Reading Online Novel

His Ransom 6(2)



“Jake!”

Jake’s face softened the instant he saw me. He fell to his knees in front of me, dropping his briefcase to the earthen floor. He grabbed up my bound hands.

“Lacey!”

“Jake, I’m sorry,” I said. I repeated it over and over as he pulled me to his chest. “I’m sorry, I’m sorry, I’m so sorry.”

Sean picked up the briefcase and opened it on his knee. He examined the contents. They must have satisfied him, because he snapped it shut abruptly and stood.

Jake hadn’t even looked over at the man who claimed to be his brother. I wanted to scream: Look over there! Look at him! That man is your brother!

But his eyes were fixed fast on me, and on the rope that was tying my wrists together.

“Are you okay?” he asked. He caressed my cheek and a burst of heat spread through my body. Even now, tied up in the bottom of a pit full of bones, his touch sent my nerves into overdrive.

“I’m fine,” I said. I wasn’t fine—I was anything but fine—but Jake had more pressing matters to deal with.

“The cash looks good,” Sean said. He held out a phone to Jake. “This is the transfer sheet for your bank. Sign in and okay the transfer for the rest.”

“Let me untie her first—”

“The transfer first.” Sean’s gun was out, pointing at Jake’s chest. Jake looked slowly up into Sean’s face. I waited for any hint of recognition, but Jake didn’t say anything. He only took Sean’s phone and punched in the passcode, then handed it back. His expression was cold.

Their hands nearly touched, and as the two men leaned toward each other in the lantern light, I saw the mirror reflections of their profiles, the similar structure of their faces. The claim that Sean made, that they were brothers, seemed eerily plausible in that dim light.

Did I really believe him? Strangely enough, I thought I did.

“Let me check to make sure the transfer went through,” Sean said. He backed up, his gun pointed all the while at Jake. The surgeon stood behind him nonchalantly, like it was just another day with a gun and a hostage and ten million dollars being stolen right under his nose.

Maybe for him, this was normal. My heart was pounding so hard I thought it would burst out of my chest. Seeing Sean point a gun at Jake made adrenaline rush through my system. Fight or flight taking over my mind.

Jake, too, was calmer than I could have imagined. He paid little attention to the gun, or to Sean.

His brother?

My eyes traced and retraced the resemblances between their two faces. The sharp accented jawline; their dark, dark hair. And as I looked at Sean, I realized something else—he was wearing contact lenses. My mouth turned dry. It was him. The flashes of familiarity—that was why it had hit me so hard. I didn’t know how, but I knew. Sean was Jake’s brother.

It astonished me that Jake wasn’t reacting with the same shock that I was still feeling. I stretched my wrists after Jake untied the rope. He put an arm around me.

“Is there anything else?” Jake asked. He stood facing Sean as though there was no danger, as though there wasn’t a gun pointed straight at his chest. I hugged his side tightly.

“Nothing else.” Sean motioned down the corridor with his gun. “Walk a mile or so. The tunnel takes a sharp right. There’s a service door that takes you to the public tourist center for the catacombs.”

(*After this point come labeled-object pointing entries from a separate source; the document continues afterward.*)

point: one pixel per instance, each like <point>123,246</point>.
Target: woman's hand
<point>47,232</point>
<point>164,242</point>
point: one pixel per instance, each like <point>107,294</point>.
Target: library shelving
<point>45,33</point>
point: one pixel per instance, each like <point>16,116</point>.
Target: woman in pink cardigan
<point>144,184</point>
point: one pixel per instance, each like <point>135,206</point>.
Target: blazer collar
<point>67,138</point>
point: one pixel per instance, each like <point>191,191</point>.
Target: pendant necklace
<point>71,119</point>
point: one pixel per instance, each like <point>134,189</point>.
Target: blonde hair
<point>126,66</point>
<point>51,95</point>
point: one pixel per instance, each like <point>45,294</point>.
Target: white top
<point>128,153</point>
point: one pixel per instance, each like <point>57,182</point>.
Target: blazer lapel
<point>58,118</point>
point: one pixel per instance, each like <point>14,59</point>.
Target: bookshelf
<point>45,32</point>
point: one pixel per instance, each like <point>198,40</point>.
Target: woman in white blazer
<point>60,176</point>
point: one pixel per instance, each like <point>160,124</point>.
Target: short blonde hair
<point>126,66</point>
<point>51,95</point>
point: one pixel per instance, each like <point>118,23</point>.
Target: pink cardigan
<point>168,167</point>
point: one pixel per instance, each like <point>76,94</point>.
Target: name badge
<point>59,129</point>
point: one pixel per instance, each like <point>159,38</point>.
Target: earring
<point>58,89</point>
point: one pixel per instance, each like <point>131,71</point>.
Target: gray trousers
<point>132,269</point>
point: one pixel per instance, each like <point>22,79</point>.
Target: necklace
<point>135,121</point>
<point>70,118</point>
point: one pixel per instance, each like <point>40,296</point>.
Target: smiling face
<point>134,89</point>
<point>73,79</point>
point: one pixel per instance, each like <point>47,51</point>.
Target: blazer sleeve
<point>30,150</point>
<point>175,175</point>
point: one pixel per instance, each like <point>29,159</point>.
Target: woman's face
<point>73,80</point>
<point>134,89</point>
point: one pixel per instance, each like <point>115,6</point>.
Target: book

“A mile?” I echoed in astonishment. And more than that, I was astonished that Jake didn’t seem the least bit curious about Sean.

“Let’s go,” Jake said, nudging me to turn around. Then, as though reading my body’s hesitation, he looked again at Sean’s face. His brow wrinkled, and I could see him thinking, puzzling it out.

“I have other questions,” Jake said.

“Not now,” Sean said.

Jake pressed his lips together, then decided against it. He turned with me, and we began walking down the dark tunnel of the catacombs, surrounded by the bones of a thousand ancient French families.



It was only a few paces before we were outside of the glow of the lantern. I stumbled over a stone in the dark, and Jake caught my arm.

“Slow and careful,” he said. His hand was clenched tightly around me, and I felt tears sting my eyes as I thought suddenly of everything that had happened. What had I cost him?

I looked back over my shoulder to see Sean and Rien. A silhouette moved over the lantern, flickering a shadow down the hallway. Then the light was raised up, swinging. I watched as they moved around the corner, the light disappearing suddenly into darkness.

Before, the tunnel had been dim, but now it was completely black. I froze.

“Lacey?” Jake’s hand caught on my arm, tugging me slightly forward. “Lacey, we have to keep going for another mile.”